All of:
tr '[:lower:]' '[:upper:]'
(don't forget the quotes, otherwise that won't work if there's a file called :
, l
, ... or r
in the current directory) or:
awk '{print toupper($0)}'
or:
dd conv=ucase
are meant to convert characters to uppercase according to the rules defined in the current locale. However, even where locales use UTF-8 as the character set and clearly define the conversion from lowercase to uppercase, at least GNU dd
, GNU tr
and mawk
(the default awk
on Ubuntu for instance) don't follow them. Also, there's no standard way to specify locales other than C
or POSIX
, so if you want to convert UTF-8 files to uppercase portably regardless of the current locale, you're out of luck with the standard toolchest.
As often, for portability, your best bet may be perl:
$ echo lľsšcčtťzž | PERLIO=:utf8 perl -pe '$_=uc'
LĽSŠCČTŤZŽ
Now, you need to beware that not everybody agrees on what the uppercase version of a specific character is.
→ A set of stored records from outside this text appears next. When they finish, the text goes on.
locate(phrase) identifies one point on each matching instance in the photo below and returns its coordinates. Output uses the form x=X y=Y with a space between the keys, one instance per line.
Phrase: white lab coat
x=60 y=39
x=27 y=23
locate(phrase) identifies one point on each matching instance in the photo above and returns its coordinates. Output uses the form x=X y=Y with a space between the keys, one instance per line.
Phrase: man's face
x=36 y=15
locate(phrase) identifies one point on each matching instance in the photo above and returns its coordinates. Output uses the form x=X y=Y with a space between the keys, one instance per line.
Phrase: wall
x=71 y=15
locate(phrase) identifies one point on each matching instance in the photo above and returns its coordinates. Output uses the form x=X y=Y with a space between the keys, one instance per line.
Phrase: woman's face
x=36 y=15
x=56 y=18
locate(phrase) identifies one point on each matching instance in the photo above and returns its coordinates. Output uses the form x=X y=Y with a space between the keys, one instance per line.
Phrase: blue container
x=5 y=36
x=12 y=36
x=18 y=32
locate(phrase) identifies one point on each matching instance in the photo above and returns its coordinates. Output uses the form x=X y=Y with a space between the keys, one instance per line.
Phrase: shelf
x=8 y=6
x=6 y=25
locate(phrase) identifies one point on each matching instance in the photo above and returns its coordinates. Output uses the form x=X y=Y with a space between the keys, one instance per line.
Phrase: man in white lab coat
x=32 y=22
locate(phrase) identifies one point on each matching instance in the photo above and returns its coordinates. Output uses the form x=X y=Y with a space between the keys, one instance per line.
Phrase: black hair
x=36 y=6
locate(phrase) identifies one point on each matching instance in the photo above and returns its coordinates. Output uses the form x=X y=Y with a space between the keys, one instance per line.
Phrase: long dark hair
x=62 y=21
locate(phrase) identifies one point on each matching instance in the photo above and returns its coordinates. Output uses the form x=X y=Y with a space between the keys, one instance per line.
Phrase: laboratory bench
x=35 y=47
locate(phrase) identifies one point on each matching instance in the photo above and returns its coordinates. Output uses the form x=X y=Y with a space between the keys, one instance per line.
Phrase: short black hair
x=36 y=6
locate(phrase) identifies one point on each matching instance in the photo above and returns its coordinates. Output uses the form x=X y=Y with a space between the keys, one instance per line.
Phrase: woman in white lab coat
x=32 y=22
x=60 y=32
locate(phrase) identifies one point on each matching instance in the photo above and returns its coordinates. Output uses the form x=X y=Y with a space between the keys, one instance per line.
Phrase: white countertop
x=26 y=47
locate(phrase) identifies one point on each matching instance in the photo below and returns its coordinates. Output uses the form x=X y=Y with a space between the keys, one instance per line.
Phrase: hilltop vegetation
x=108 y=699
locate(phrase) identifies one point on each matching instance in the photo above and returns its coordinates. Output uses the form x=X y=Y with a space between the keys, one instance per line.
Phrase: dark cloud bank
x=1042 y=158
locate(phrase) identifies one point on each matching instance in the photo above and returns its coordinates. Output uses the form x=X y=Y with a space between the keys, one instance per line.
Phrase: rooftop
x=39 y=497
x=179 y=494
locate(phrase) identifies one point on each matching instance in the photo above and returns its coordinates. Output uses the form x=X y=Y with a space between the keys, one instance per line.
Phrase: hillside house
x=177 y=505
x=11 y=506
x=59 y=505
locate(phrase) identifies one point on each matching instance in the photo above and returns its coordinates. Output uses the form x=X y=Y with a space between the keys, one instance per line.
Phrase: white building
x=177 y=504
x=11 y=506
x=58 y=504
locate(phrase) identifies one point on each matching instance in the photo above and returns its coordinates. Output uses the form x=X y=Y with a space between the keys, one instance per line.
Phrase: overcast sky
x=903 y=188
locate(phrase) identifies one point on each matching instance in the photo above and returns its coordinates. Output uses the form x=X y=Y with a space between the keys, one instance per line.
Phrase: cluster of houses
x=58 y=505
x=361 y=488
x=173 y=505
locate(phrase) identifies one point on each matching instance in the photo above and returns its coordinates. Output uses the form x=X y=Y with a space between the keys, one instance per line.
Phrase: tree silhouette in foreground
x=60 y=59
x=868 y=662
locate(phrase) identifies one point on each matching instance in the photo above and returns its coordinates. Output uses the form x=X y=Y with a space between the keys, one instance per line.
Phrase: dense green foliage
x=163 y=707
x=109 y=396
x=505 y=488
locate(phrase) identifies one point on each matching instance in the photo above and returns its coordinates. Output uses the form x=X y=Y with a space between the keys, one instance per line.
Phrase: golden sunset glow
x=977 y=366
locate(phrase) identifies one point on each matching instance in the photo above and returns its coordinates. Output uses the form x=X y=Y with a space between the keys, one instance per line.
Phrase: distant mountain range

For instance, in Turkish locales, the uppercase i
is not I
, but İ
(<U0130>
). Here with the heirloom toolchest tr
instead of GNU tr:
$ echo ií | LC_ALL=C.UTF-8 tr '[:lower:]' '[:upper:]'
IÍ
$ echo ií | LC_ALL=tr_TR.UTF-8 tr '[:lower:]' '[:upper:]'
İÍ
On my system, the perl
to-upper conversion is defined in /usr/share/perl/5.14/unicore/To/Upper.pl
, and I find that it behaves differently on a few characters from the GNU libc toupper()
in the C.UTF8
locale for instance, perl
being more accurate. For instance perl
correctly converts ɀ to Ɀ, the GNU libc (2.17) doesn't.